Monday, September 17, 2007

Metamorphoses XIV (1567): Pomona

In this Kings reigne Pomona (1) livd. There was not to bee found
Among the woodnymphes any one in all the Latian ground
That was so conning for to keepe an Ortyard as was shee,
Nor none so paynefull to preserve the frute of every tree.
And theruppon shee had her name. Shee past not for the woodes
Nor rivers, but the villages and boughes that bare bothe buddes
And plentuous frute. In sted of dart a shredding hooke shee bare,
With which the overlusty boughes shee eft away did pare
That spreaded out too farre, and eft did make therwith a rift
To greffe another imp uppon the stocke within the clift.
And lest her trees should die through drought, with water of the springs
Shee moysteth of theyr sucking roots the little crumpled strings.
This was her love and whole delyght. And as for Venus deedes,
Shee had no mynd at all of them. And forbycause shee dreedes
Enforcement by the countrye folke, shee walld her yards about,
Not suffring any man at all to enter in or out.
What have not those same nimble laddes so apt to frisk and daunce
The Satyrs doone? Or what the Pannes that wantonly doo praunce
With horned forheads? And the old Silenus whoo is ay
More youthfull than his yeeres? And eeke the feend that scares away
The theeves and robbers with his hooke, or with his privy part
To winne her love? But yit than theis a farre more constant hart
Had sly Vertumnus (2), though he sped no better than the rest.
O Lord, how often being in a moawers garment drest,
Bare he in bundells sheaves of corne? And when he was so dyght,
He was the very patterne of a harvest moawer ryght.
Oft bynding newmade hay about his temples he myght seeme
A haymaker. Oft tymes in hand made hard with woork extreeme
He bare a goade, that men would sweere he had but newly then
Unyoakt his weerye Oxen. Had he tane in hand agen
A shredding hooke, yee would have thought he had a gardener beene,
Or proyner of sum vyne.

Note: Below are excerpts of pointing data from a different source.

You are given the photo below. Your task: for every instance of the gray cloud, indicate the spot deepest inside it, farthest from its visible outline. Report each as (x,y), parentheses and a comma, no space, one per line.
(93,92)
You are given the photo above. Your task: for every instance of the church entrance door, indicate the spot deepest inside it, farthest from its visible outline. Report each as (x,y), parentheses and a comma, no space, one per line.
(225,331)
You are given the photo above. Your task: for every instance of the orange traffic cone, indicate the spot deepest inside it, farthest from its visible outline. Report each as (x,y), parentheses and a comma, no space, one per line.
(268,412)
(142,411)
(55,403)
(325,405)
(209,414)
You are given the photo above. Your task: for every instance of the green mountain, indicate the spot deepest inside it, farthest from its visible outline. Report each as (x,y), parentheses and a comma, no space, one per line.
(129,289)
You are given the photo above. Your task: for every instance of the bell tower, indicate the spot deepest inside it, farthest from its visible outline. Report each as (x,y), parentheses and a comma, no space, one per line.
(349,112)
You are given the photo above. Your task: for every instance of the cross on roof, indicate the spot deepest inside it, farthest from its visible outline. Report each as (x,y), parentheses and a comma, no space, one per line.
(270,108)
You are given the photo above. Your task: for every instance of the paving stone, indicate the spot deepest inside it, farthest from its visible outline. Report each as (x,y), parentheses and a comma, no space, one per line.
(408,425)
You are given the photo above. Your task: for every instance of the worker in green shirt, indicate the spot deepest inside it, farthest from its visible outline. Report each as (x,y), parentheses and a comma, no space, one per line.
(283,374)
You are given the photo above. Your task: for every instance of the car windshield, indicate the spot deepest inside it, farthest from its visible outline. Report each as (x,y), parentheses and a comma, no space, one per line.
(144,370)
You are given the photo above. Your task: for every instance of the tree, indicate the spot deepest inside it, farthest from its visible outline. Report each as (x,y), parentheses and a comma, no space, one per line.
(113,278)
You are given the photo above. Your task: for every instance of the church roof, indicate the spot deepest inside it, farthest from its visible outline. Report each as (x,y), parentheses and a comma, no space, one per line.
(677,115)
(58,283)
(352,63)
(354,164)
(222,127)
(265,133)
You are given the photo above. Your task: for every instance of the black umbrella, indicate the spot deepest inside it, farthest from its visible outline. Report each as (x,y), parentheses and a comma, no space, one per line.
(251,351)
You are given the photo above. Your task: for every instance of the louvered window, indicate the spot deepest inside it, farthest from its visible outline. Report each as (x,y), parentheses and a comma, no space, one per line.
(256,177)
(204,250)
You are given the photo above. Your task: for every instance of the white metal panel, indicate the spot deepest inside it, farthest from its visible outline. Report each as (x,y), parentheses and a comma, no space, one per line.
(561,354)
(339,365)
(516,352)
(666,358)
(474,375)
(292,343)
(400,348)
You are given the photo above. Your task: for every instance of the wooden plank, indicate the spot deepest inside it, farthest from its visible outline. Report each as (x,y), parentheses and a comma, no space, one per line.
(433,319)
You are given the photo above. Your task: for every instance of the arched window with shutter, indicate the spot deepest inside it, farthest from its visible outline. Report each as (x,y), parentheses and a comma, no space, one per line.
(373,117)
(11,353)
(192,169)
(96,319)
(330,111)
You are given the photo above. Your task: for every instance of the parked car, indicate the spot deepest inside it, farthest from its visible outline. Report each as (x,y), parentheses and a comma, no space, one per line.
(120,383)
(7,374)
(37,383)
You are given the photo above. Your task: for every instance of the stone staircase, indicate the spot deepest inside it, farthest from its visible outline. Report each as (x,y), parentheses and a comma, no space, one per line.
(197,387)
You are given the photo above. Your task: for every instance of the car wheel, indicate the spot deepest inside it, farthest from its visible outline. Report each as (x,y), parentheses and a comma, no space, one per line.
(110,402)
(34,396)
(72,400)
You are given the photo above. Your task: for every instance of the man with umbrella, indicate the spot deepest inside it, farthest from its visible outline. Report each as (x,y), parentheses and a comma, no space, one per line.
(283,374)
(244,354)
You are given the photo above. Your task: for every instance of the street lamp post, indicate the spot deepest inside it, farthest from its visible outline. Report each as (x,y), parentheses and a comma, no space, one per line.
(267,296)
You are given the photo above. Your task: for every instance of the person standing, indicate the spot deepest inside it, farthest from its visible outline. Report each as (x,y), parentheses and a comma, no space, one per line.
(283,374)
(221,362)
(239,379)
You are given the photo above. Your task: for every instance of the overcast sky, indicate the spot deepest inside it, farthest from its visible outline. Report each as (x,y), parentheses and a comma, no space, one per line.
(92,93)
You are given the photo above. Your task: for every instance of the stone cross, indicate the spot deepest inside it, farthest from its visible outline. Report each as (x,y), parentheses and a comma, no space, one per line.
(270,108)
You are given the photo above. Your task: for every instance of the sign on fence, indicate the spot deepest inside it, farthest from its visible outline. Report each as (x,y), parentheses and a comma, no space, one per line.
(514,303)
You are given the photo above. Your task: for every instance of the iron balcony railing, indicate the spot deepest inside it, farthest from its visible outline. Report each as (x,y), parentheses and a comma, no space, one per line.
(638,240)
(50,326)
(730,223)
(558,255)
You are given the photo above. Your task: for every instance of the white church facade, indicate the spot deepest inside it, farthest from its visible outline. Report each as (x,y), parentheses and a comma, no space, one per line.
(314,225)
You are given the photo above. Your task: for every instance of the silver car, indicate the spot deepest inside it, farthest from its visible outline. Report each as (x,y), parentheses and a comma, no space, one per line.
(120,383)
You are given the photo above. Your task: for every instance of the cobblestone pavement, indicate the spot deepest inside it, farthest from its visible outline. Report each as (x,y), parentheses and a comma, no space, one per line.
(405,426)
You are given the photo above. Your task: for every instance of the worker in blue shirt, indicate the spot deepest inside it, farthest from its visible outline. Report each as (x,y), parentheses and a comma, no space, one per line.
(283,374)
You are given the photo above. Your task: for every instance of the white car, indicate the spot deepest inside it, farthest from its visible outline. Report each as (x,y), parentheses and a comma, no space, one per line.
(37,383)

Or had you him with ladder seene
Uppon his necke, a gatherer of frute yee would him deeme.
With swoord a souldier, with his rod an Angler he did seeme.
And finally in many shapes he sought to fynd accesse
To joy the beawty but by syght, that did his hart oppresse.
Moreover, putting on his head a womans wimple gay,
And staying by a staffe, graye heares he foorth to syght did lay
Uppon his forehead, and did feyne a beldame for to bee,
By meanes wherof he came within her goodly ortyards free.
And woondring at the frute, sayd: Much more skill hast thou I see
Than all the Nymphes of Albula. Hayle, Lady myne, the flowre
Unspotted of pure maydenhod in all the world this howre.
And with that woord he kissed her a little: but his kisse
Was such as trew old women would have never given ywis,
Then sitting downe uppon a bank, he looked upward at
The braunches bent with harvests weyght. Ageinst him where he sat
A goodly Elme with glistring grapes did growe: which after hee
Had praysed, and the vyne likewyse that ran uppon the tree:
But if (quoth hee) this Elme without the vyne did single stand,
It should have nothing (saving leaves) to bee desyred: and
Ageine if that the vyne which ronnes uppon the Elme had nat
The tree to leane unto, it should uppon the ground ly flat.
Yit art not thou admonisht by example of this tree
To take a husband, neyther doost thou passe to maryed bee.
But would to God thou wouldest. Sure Queene Helen never had
Mo suters, nor the Lady that did cause the battell mad
Betweene the halfbrute Centawres and the Lapythes, nor the wyfe
Of bold Ulysses whoo was eeke ay fearefull of his lyfe,
Than thou shouldst have. For thousands now (even now most cheefly when
Thou seemest suters to abhorre) desyre thee, both of men,
And Goddes and halfgoddes, yea and all the fayryes that doo dwell
In Albane hilles. But if thou wilt bee wyse, and myndest well
To match thyself, and wilt give eare to this old woman heere,
(To whom thou more than to them all art (trust mee) leef and deere,
And more than thou thyself beleevst) the common matches flee,
And choose Vertumnus to thy make. And take thou mee to bee
His pledge. For more he to himself not knowen is, than to mee.
He roves not like a ronneagate through all the world abrode.
This countrye heerabout (the which is large) is his abode.
He dooth not (like a number of theis common wooers) cast
His love to every one he sees. Thou art the first and last
That ever he set mynd uppon. Alonly unto thee
Hee vowes himself as long as lyfe dooth last. Moreover hee
Is youthfull, and with beawtye sheene endewd by natures gift,
And aptly into any shape his persone he can shift.
Thou canst not bid him bee the thing, (though al things thou shouldst name)
But that he fitly and with ease will streyght becomme the same.
Besydes all this, in all one thing bothe twayne of you delyght,
And of the frutes that you love best the firstlings are his ryght:
And gladly he receyves thy gifts. But neyther covets hee
Thy Apples, Plommes, nor other frutes new gathered from the tree,
Nor yit the herbes of pleasant sent that in thy gardynes bee:
Nor any other kynd of thing in all the world, but thee.
Have mercy on his fervent love, and think himself to crave
Heere present by the mouth of mee, the thing that he would have.
And feare the God that may revenge: as Venus whoo dooth hate
Hard harted folkes, and Rhammuse whoo dooth eyther soone or late
Expresse her wrath with myndfull wreake. And to th'entent thou may
The more beware, of many things which tyme by long delay
Hathe taught mee, I will shewe thee one which over all the land
Of Cyprus blazed is abroade, which being ryghtly skand
May easly bow thy hardned hart and make it for to yild.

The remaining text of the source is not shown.